Writers’ Lives From the Archives
Special Collections & Archives Exhibit
Writers' Lives From the Archives
In conjunction with the Words Awake celebration of Wake Forest writers, the spring exhibit in the Z. Smith Reynolds Library Special Collections & Archives features six Wake Forest authors whose papers reside in the archives and manuscripts collections.
Laurence Stallings, Harold Hayes, John Charles McNeill, W.J. Cash, and Gerald Johnson received their undergraduate degrees from Wake Forest. Maya Angelou was awarded an honorary doctorate and is a member of the WFU faculty. Each collection is a fascinating record of the author’s life and career.
A writer’s published works are the end products of a long process of thinking, researching, drafting, and editing. The material on view in Writers’ Lives illustrates this process. In one letter Harold Hayes tries to interest Gerald Johnson in writing an article for Esquire on the hypothetical result of the South winning the Civil War.
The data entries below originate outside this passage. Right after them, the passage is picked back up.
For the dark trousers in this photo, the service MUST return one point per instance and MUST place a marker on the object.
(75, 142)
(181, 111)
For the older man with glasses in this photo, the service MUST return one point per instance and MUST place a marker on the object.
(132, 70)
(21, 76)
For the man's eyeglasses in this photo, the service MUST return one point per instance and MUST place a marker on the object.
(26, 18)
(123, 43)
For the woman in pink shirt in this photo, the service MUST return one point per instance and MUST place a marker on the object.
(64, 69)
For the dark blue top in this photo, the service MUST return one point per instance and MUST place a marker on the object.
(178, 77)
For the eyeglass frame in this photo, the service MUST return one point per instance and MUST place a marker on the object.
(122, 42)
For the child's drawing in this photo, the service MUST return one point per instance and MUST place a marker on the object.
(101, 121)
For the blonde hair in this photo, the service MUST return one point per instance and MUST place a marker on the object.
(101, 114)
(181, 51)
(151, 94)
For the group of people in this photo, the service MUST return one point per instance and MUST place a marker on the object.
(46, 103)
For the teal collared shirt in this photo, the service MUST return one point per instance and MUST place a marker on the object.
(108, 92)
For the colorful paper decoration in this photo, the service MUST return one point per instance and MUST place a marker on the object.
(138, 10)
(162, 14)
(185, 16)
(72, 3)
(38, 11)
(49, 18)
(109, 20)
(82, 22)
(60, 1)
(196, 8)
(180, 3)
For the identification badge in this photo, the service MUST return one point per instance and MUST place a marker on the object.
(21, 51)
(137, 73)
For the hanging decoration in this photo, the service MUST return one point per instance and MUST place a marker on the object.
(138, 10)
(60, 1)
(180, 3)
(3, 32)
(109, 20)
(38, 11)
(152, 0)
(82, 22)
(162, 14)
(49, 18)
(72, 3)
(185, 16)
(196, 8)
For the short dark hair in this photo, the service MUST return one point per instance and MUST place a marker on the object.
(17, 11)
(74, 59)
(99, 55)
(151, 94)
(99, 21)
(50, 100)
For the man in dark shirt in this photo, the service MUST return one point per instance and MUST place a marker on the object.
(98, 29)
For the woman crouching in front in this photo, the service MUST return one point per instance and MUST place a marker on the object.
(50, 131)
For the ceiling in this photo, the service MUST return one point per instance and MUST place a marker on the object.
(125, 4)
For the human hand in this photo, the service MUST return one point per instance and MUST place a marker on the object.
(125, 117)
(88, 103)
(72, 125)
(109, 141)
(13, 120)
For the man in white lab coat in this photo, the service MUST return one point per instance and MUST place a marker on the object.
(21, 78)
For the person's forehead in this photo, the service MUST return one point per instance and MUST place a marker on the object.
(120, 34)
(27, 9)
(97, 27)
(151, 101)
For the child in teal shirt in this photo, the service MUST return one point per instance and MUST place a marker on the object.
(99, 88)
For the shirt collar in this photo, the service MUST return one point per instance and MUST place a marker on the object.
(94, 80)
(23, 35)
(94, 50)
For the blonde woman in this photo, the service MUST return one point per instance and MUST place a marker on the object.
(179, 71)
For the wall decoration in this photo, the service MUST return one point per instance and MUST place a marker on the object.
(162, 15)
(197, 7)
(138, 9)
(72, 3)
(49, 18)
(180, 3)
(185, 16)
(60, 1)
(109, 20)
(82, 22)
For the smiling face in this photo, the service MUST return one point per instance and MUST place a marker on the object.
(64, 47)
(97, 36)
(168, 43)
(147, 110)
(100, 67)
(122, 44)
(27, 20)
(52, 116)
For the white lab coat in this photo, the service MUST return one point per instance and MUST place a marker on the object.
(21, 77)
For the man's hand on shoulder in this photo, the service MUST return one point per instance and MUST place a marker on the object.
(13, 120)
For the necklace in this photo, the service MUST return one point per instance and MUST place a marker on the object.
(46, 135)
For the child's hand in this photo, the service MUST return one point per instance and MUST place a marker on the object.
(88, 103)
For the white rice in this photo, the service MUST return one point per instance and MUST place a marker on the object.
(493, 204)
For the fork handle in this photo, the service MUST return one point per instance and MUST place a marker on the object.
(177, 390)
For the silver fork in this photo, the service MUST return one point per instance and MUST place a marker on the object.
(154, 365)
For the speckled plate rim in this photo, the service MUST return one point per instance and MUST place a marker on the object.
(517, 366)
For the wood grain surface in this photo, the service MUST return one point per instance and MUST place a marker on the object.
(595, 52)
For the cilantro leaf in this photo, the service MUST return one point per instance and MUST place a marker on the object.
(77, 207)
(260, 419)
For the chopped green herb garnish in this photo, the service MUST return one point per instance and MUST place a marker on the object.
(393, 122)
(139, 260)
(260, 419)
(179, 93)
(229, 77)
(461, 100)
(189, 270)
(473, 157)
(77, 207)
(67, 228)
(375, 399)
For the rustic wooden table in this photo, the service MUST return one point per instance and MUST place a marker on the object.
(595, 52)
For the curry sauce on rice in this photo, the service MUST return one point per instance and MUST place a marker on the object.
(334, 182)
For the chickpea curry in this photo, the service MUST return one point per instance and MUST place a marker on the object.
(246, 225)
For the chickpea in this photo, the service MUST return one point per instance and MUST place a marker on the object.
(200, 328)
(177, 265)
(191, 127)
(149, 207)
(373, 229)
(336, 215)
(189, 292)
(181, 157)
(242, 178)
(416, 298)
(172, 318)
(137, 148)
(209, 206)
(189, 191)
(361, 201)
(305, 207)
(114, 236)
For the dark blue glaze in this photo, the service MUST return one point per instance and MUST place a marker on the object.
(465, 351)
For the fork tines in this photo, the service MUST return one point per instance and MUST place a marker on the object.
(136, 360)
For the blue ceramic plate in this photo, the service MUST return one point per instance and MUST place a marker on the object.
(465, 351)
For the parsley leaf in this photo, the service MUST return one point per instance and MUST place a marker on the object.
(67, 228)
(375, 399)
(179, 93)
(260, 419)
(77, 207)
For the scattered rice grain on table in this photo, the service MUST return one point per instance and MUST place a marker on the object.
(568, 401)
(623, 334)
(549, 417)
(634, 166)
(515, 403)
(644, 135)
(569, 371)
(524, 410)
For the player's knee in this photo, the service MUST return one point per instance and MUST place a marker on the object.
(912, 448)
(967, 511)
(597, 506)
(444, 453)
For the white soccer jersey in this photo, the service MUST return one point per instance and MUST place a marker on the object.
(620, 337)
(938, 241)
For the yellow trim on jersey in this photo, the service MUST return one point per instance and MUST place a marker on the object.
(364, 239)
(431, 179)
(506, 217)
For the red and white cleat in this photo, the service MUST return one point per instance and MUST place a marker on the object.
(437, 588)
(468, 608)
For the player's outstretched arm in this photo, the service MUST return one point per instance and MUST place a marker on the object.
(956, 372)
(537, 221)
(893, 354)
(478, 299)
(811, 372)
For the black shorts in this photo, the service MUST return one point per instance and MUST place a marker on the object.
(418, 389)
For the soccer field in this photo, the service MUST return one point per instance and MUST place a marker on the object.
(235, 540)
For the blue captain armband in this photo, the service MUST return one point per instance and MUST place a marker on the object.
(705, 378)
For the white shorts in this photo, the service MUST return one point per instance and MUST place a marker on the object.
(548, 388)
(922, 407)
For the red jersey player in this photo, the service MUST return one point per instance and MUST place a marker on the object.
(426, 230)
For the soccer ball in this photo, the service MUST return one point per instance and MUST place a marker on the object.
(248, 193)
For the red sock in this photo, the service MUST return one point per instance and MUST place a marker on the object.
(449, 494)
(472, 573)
In another Laurence Stallings describes the trials and tribulations of rehearsing a Broadway musical with his collaborator Oscar Hammerstein. W.J. Cash’s typewriter sits next to his annotated typescript of The Mind of the South. John Charles McNeill’s college notebook contains manuscript versions of poems published in Wake Forest’s Student magazine. An early draft of Maya Angelou’s screen adaptation of I Know Why the Caged Bird Sings is handwritten on notebook paper.
All of the archival materials in these collections were donated to ZSR Library by the authors themselves or by their family members and friends. Special Collections & Archives now makes them available to researchers all over the world.